This figure will vary a bit depending on what you plan to study. You can view average annual earnings for different occupations on the US Department of Labor website.
Kantrowitz also holds to this metric. “If your total student debt when you graduate is less than your starting annual salary, you should be able to pay off your loans in 10 years or less,” he said.
Kantrowitz recommends families consider colleges on the basis of “net price,” which is how much they’ll have to pay with savings, income, and loans to cover the bill, after the help that doesn’t need to be reimbursed, including grants and scholarships, is accounted for.
When calculating the four-year net cost, Kantrowitz said, keep in mind that different years may cost different amounts because some colleges only offer grants or scholarships for the first or first two years.

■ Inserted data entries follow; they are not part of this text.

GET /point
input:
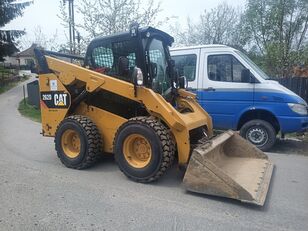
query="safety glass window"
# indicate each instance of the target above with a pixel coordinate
(102, 57)
(186, 65)
(158, 66)
(116, 59)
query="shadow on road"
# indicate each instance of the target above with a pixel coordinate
(290, 146)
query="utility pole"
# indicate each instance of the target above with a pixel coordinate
(71, 25)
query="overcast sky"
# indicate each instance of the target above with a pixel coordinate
(43, 13)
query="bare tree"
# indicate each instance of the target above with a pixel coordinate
(279, 30)
(214, 26)
(42, 40)
(104, 17)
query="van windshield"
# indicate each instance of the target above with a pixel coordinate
(253, 65)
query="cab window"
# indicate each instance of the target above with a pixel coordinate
(225, 68)
(116, 59)
(186, 65)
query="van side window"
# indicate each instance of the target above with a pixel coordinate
(225, 68)
(186, 65)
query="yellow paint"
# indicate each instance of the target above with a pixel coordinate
(179, 123)
(51, 117)
(70, 143)
(106, 122)
(137, 151)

After estimating the total tab, you can determine – after any savings or income you plan to put towards the college bill – if what you would need to borrow is reasonable.
“Often the cheapest option will be an in-state public college,” Kantrowitz said. “They cost a quarter to a third of the cost of a private college but offer an equally good quality education.”
If students find that every college they’ve applied to would let them borrow too much, they can look to others, as many schools are still accepting applications after May 1, Kantrowitz said. The National Association for College Admission Counseling usually publishes a list of colleges with places still available.
One more point: Incoming freshmen should more or less ignore news about the Biden administration’s student loan forgiveness plan, experts say.
Even if the program survives the legal challenges it faces, there is no guarantee that there will be another wave of loan cancellations.
“You should only borrow what you can reasonably afford to repay,” Kantrowitz said.